Menteri Lingkungan Hidup dan Kehutanan Siti Nurbaya dalam sidang dengar pendapat Komisi IV DPR, Rabu (15/7) yang disiarkan secara langsung lewat internet mengatakan pemerintah sudah mencadangkan lahan seluas 914 ribu hektar sebagai hutan adat. Namun ia mengakui ada persoalan terkait hutan adat, yakni ketika delienasi atau perencanaan tata guna lahan hutan adat sudah diketahui dan masyarakat adat juga mengetahui hal itu.

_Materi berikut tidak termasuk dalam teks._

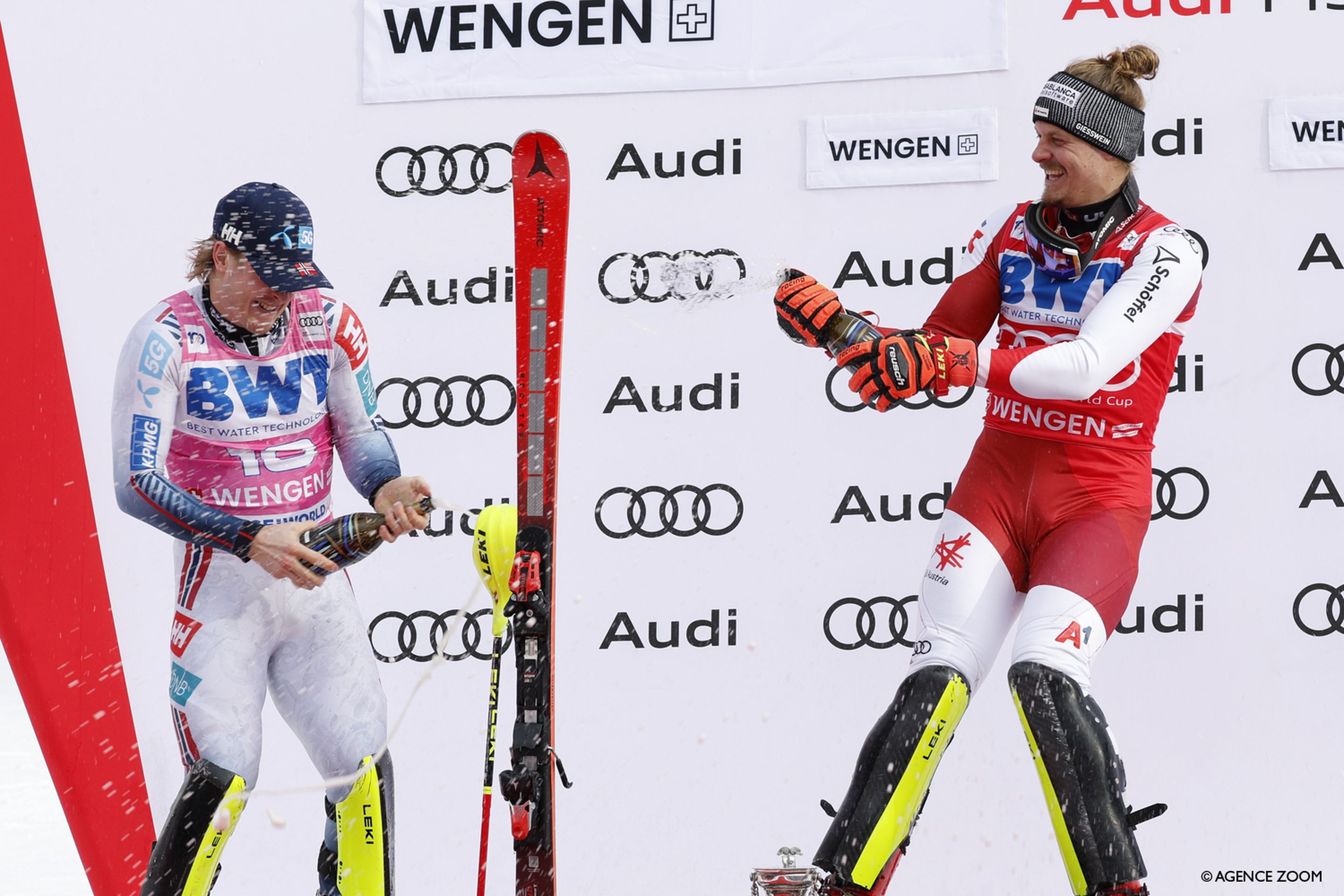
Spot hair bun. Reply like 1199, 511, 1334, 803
1106, 43, 1159, 81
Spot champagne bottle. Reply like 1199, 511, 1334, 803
298, 498, 434, 575
821, 312, 882, 373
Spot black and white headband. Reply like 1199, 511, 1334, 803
1031, 71, 1144, 161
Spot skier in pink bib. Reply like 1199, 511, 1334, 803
112, 182, 430, 896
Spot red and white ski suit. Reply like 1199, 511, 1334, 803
911, 203, 1203, 692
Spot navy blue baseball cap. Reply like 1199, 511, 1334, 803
214, 180, 332, 293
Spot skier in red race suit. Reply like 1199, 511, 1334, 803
776, 46, 1204, 896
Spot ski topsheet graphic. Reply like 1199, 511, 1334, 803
500, 132, 570, 896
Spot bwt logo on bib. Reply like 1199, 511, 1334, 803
187, 355, 328, 420
383, 0, 714, 54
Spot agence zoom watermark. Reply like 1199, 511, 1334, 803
1199, 868, 1325, 884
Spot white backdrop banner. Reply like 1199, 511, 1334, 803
808, 109, 999, 189
364, 0, 1008, 102
1269, 97, 1344, 171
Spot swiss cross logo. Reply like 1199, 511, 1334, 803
933, 532, 970, 571
168, 610, 200, 659
336, 305, 368, 371
668, 0, 714, 42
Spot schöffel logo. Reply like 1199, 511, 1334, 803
1115, 594, 1204, 634
378, 265, 513, 308
806, 109, 999, 189
383, 0, 714, 55
593, 482, 743, 539
376, 373, 518, 430
826, 367, 976, 414
1152, 466, 1208, 520
597, 249, 747, 305
597, 610, 738, 650
374, 144, 513, 199
821, 594, 927, 654
1293, 581, 1344, 638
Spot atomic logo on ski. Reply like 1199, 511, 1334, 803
527, 140, 555, 177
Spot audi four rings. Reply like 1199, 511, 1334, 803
1293, 343, 1344, 395
368, 607, 513, 662
593, 482, 742, 539
1150, 466, 1208, 520
375, 373, 518, 430
821, 594, 927, 653
597, 249, 747, 305
374, 142, 513, 196
826, 367, 976, 414
1293, 581, 1344, 638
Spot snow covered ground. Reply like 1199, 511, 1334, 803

Diperlukan peraturan daerah agar hutan adat tidak diberikan begitu saja kepada masyarakat adat setempat. "Yang kita lakukan adalah kita cadangkan daerah itu bagi masyarakat adat tersebut. Artinya dia sudah aman dan tidak bakalan mungkin diganggu leh pihak-pihak lain," kata Nurbaya.
Namun, menurut Nurbaya, kebijakan semacam itu belum cukup. Masyarakat adat menginginkan adanya surat keputusan soal hutan adat bagi mereka dan surat keputusan itu diserahkan langsung kepada ketua adat.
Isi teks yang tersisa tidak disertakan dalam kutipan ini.